Duplice fallimento

Poteva essere la prova d'appello per l'Umanità. Finalmente si poteva affrontare un problema globale ragionando come specie e non come semplice somma di stati nazionali. Purtroppo bisogna constatare che anche questa prova è stata miseramente fallita.
La pandemia che ha sconvolto il pianeta negli ultimi mesi aveva fatto sperare che, finalmente, gli esseri umani cominciassero a pensare e a pensarsi come comunità, come "terrestri". Invece no: dopo i primi tempi di vuota e menzognera solidarietà umana, si è passati subito allo scontro, alla ripicca, alla polemica di piccolo cabotaggio. L'umanità ha ripreso a ragionare secondo bandiere, steccati, confini: secondo le logiche giacobine degli stati nazionali. Statunitensi contro cinesi, ma anche italiani del nord contro quelli del sud e viceversa. Ognuno ha pensato ai fatti suoi: la Germania, la Svezia, l'Inghilterra.

Il nazionalismo, che è l'ennesimo prodotto dello stato nazionale, nonostante da decenni filosofi e storici vogliano far credere che il nazionalismo preceda la nascita degli stati, ha mostrato la propria totale incapacità di affrontare l'esistente. Trincerati dietro tricolori massonici e bandiere più o meno trendy, gli esseri umani si sono divisi su tutto e non sono stati capaci di affrontare questo maledetto virus contrapponendogli una risposta globale, transnazionale, planetaria.

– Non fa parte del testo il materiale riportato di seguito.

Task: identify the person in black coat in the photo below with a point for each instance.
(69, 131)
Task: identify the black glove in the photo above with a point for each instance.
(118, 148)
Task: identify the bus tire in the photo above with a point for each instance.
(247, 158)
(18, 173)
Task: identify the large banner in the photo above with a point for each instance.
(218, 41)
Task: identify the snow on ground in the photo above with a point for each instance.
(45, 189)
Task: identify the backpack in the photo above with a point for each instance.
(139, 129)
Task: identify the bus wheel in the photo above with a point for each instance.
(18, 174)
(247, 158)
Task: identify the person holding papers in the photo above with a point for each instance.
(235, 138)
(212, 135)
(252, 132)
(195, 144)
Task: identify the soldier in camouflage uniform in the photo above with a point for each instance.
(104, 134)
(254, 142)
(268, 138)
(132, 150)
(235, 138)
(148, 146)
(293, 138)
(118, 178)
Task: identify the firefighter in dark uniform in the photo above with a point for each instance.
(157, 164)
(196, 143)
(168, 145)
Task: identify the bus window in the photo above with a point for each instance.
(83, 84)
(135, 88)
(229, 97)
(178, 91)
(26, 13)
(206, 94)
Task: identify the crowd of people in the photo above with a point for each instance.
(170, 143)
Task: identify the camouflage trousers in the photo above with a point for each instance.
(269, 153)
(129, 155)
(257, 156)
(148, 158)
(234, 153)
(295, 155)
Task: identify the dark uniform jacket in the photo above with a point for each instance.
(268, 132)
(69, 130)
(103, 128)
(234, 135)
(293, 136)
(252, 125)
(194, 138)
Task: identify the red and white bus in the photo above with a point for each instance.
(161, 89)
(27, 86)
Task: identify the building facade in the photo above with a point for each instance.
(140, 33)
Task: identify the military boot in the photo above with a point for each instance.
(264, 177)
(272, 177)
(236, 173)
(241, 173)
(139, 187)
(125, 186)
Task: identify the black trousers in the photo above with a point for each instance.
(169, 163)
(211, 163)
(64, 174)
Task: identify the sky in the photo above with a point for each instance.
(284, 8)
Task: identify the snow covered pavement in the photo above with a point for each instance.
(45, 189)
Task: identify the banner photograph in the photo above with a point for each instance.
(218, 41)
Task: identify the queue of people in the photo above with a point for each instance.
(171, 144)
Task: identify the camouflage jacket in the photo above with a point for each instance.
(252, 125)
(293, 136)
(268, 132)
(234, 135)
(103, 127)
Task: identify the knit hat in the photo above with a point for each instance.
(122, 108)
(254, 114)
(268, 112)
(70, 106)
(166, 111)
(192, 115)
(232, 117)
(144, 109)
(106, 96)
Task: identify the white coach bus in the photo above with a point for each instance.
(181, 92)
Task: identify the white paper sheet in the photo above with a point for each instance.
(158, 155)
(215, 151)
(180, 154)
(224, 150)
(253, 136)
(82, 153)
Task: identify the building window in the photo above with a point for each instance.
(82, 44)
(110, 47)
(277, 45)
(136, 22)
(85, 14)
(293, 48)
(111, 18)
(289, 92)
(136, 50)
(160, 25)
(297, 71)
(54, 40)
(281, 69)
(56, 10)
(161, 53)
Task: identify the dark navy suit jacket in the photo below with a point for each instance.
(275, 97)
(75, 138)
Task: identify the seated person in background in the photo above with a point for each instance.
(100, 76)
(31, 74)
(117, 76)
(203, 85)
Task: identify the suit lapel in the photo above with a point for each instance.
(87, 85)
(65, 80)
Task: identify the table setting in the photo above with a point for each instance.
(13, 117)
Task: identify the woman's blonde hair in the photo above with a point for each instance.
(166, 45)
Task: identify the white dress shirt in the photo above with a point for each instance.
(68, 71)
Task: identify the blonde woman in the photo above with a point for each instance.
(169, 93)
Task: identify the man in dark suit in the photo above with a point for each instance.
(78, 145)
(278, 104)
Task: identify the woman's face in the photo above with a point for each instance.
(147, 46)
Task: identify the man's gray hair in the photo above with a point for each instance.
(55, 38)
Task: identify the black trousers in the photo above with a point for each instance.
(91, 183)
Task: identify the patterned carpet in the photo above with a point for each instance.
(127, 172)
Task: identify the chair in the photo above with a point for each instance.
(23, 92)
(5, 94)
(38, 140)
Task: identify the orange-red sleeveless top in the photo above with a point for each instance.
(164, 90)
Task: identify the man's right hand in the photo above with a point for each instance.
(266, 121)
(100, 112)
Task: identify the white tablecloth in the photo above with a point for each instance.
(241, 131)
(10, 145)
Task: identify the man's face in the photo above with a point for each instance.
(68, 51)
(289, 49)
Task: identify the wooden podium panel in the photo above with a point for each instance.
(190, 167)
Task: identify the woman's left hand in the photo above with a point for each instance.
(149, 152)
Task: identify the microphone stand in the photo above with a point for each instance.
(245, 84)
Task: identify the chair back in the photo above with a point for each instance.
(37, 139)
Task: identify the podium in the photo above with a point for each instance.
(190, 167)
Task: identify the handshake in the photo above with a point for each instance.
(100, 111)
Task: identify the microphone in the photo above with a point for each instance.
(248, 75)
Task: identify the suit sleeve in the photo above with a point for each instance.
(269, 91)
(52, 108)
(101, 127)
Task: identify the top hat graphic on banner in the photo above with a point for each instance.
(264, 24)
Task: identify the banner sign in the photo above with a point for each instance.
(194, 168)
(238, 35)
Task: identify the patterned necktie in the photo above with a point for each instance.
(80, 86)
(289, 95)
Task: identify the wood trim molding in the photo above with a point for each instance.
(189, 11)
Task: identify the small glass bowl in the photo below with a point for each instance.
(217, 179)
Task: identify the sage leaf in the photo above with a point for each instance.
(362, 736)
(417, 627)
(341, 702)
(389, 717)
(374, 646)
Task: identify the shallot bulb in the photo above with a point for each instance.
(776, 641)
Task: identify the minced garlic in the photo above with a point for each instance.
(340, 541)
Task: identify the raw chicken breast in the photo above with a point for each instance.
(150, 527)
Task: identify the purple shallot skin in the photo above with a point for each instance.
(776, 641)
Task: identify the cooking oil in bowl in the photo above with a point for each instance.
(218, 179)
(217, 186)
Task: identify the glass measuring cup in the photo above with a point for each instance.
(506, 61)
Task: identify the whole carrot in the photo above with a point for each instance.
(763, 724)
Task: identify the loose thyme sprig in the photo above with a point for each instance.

Cosa rimane, quindi? Rovine, nient'altro che rovine. L'universalismo giacobino e il nazionalismo vecchio e nuovo - che alcuni chiamano "sovranismo", come se cambiare un nome fosse sufficiente a modificare un'essenza - hanno dimostrato di essere due facce della stessa medaglia, entrambi incapaci di fronte alla pandemia. Il loro duplice fallimento è sotto gli occhi di tutti, vedenti o meno.
Tra le rovine, forse, l'unica fiaccola ancora accesa è rappresentata dall'idea che piccole comunità tra loro omogenee innanzi tutto per motivi ideali ("Nell'idea va riconosciuta la nostra vera patria. Non l'essere di una stessa terra o di una stessa lingua, ma l'essere della stessa idea è quel che oggi conta", J. Evola) possano sottrarsi al giogo universalismo/nazionalismo e reagire alla decadenza moderna. Una volta le chiamavamo tribù, clan, persino popoli, prima che questa parola assumesse, col secolo dei Lumi, un significato del tutto opposto a quello reale.
In che modo questi piccoli gruppi coesi di uomini possono farcela? Ritirandosi jungerianamente nel bosco, oppure combattendo l'esistente negandogli ogni vacua possibilità di riforma.